Incrédulo, repeti a recomendação que ele havia feito, para ver se eu havia entendido corretamente: “Não devo trocar aqui, devo trocar em outra casa de câmbio?”
“É o melhor para você”, ele confirmou, sorrindo.
Eu havia levado o meu primeiro tabefe da simpatia, do respeito e da honestidade iraniana com os estrangeiros. Acabei não trocando nenhum dólar no aeroporto. Encontrei o motorista do meu transfer e fui rindo para o hotel.
Senhora simpática da ilha Qeshm, um dos poucos lugares onde se usam essas máscaras no Irã
O futuro do Irã
Homens visitando o túmulo do poeta Sadi, em Shiraz
Em uma matéria publicada em abril de 2005 na falecida revista Ícaro, o jornalista e fotógrafo Caio Vilela escreveu que “desde os tempos de Marco Polo, todos os viajantes ficavam emocionados com a hospitalidade e a simpatia” dos iranianos. Marco Polo viveu quase dois mil anos depois do homem que pode ter sido o grande criador da hospitalidade persa – ou ao menos servido de inspiração para as várias gerações depois dele.
Ciro, o maior de todos os governantes que o Irã já conheceu e o primeiro rei a unir as tribos da região, há 25 séculos, ficou famoso pelo respeito com que tratava os povos que conquistava. O maior registro disso está em um pequeno objeto de barro, o Cilindro de Ciro, onde o monarca diz que conquistou a Babilônia e libertou os seus habitantes, dando a eles o direito de venerarem seus próprios deuses, construírem seus templos e manterem suas culturas.
Hoje, muitos consideram o Cilindro de Ciro como a primeira declaração de direitos humanos da história, tanto que existe uma cópia dele na sede da ONU, em Nova York (o original está no British Museum, em Londres).
Comandando o maior império que o planeta já havia visto até o momento, a benevolência de Ciro com seus súditos poderia ter sido apenas uma estratégia para manter todo o povão heterogêneo sob o seu comando, mas não era só isso. Já naquela época havia um componente fortíssimo que influencia a hospitalidade iraniana até hoje: a religião.
Primeiro, foi a influência do zoroastrismo. Os governantes persas eram seguidores da religião do profeta Zoroastro, um sujeito que viveu algumas centenas de anos antes deles. Entre todos os ensinamentos do zoroastrismo, está a tolerância com as diferenças, cumprida à risca pelos nobres e pelo povo persa, além da ideia básica de que o ser humano precisa fazer o bem para as pessoas para merecer o paraíso depois da morte.
Depois do zoroastrismo, que perdeu seu lugar com a invasão árabe na Pérsia, veio a influência do islamismo, segundo o qual a hospitalidade é um ponto fundamental para quem deseja seguir o caminho de Deus. O Corão inclusive coloca os viajantes no mesmo patamar de pais e parentes, entre as pessoas que merecem ser tratadas com o bom e o melhor.

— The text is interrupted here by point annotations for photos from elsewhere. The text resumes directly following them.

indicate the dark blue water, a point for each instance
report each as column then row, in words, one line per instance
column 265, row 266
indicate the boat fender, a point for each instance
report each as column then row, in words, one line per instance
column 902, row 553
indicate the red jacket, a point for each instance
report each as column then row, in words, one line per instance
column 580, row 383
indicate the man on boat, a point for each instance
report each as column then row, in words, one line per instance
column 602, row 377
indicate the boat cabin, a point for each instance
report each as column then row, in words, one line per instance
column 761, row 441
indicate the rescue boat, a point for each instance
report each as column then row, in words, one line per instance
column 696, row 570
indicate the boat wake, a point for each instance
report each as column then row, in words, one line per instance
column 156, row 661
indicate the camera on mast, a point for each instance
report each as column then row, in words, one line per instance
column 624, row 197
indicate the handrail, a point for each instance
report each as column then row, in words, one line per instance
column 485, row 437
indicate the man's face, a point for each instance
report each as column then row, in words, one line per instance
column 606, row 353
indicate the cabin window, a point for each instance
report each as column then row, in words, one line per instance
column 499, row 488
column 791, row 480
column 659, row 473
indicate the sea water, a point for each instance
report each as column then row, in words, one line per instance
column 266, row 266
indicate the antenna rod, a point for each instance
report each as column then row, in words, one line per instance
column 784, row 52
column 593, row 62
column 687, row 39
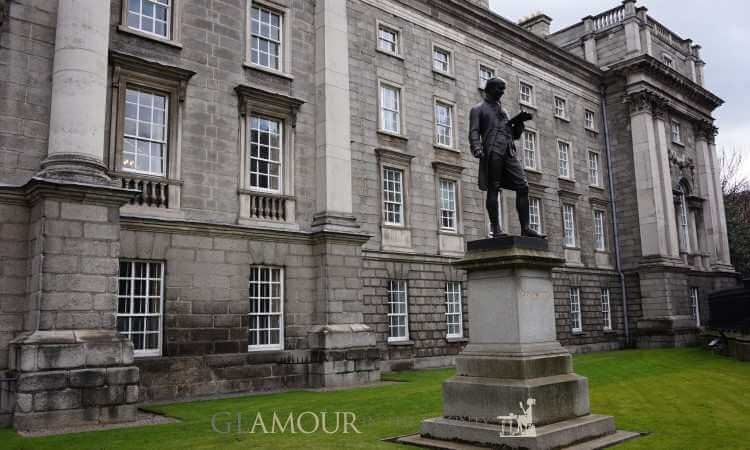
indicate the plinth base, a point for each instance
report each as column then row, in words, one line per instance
column 556, row 435
column 558, row 397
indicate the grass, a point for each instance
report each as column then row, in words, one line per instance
column 685, row 399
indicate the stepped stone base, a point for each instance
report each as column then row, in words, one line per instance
column 73, row 377
column 556, row 435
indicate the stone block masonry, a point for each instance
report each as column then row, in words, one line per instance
column 69, row 378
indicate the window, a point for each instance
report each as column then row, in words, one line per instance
column 447, row 204
column 139, row 305
column 526, row 93
column 393, row 196
column 398, row 315
column 668, row 61
column 599, row 243
column 145, row 132
column 266, row 318
column 529, row 149
column 443, row 124
column 390, row 108
column 563, row 150
column 589, row 120
column 676, row 132
column 150, row 16
column 485, row 74
column 695, row 308
column 576, row 324
column 561, row 108
column 265, row 153
column 453, row 315
column 569, row 226
column 606, row 314
column 389, row 39
column 266, row 32
column 682, row 220
column 147, row 101
column 594, row 169
column 441, row 60
column 535, row 214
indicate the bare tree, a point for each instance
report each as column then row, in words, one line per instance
column 730, row 162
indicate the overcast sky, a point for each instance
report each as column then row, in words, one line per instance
column 720, row 27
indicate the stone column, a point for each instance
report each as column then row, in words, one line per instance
column 79, row 83
column 344, row 347
column 513, row 355
column 655, row 205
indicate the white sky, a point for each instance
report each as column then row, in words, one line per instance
column 720, row 27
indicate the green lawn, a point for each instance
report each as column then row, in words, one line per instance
column 686, row 399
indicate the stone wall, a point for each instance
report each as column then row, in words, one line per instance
column 27, row 40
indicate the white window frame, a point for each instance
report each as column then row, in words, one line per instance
column 398, row 287
column 668, row 60
column 595, row 168
column 454, row 309
column 532, row 94
column 447, row 211
column 530, row 153
column 439, row 48
column 589, row 120
column 145, row 315
column 600, row 243
column 402, row 174
column 676, row 131
column 695, row 305
column 439, row 102
column 398, row 39
column 164, row 142
column 535, row 214
column 270, row 298
column 490, row 69
column 576, row 319
column 564, row 165
column 172, row 37
column 281, row 152
column 285, row 66
column 569, row 225
column 564, row 108
column 382, row 84
column 606, row 309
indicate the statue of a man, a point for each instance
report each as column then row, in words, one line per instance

Adicione a isso o fato de que o islamismo praticado no Irã é o xiita e que ele foi criado a partir de uma interpretação local do islã, misturando conceitos e ideias que vieram do zoroastrismo, e você tem uma orientação religiosa que é uma verdadeira bomba de atenção e carinho com os visitantes.
Ponte Khaju, em Esfahan
Senhor Amini, que recebe turistas na sua casa, na ilha Qeshm
Vendedor de tapetes no bazar de Teerã
O atendente da casa de câmbio no aeroporto me marcou porque foi o primeiro, mas àquele momento se seguiram 27 dias me sentindo como se estivesse o tempo inteiro caminhando em um bairro onde eu havia passado a infância e conhecia praticamente todos andando nas ruas. Só que o bairro tinha 1 milhão e 600 mil quilômetros quadrados – um pouco mais do que o nosso estado do Amazonas.
Quando fui comprar meu chip de celular iraniano, por exemplo, ganhei o número do telefone do dono da loja, para ligar caso tivesse qualquer problema com o aparelho ou quando acabassem os créditos, porque ele poderia me vender mais barato do que nos quisques da operadora.
Nos momentos em que me perdi nas estradas do Curdistão, motoristas de ônibus e caminhões pararam para ajudar, ainda que não falassem um pingo de inglês.
Quando fui parado em um posto militar, ganhei beijos do oficial local e um pedido de desculpas pelo incômodo.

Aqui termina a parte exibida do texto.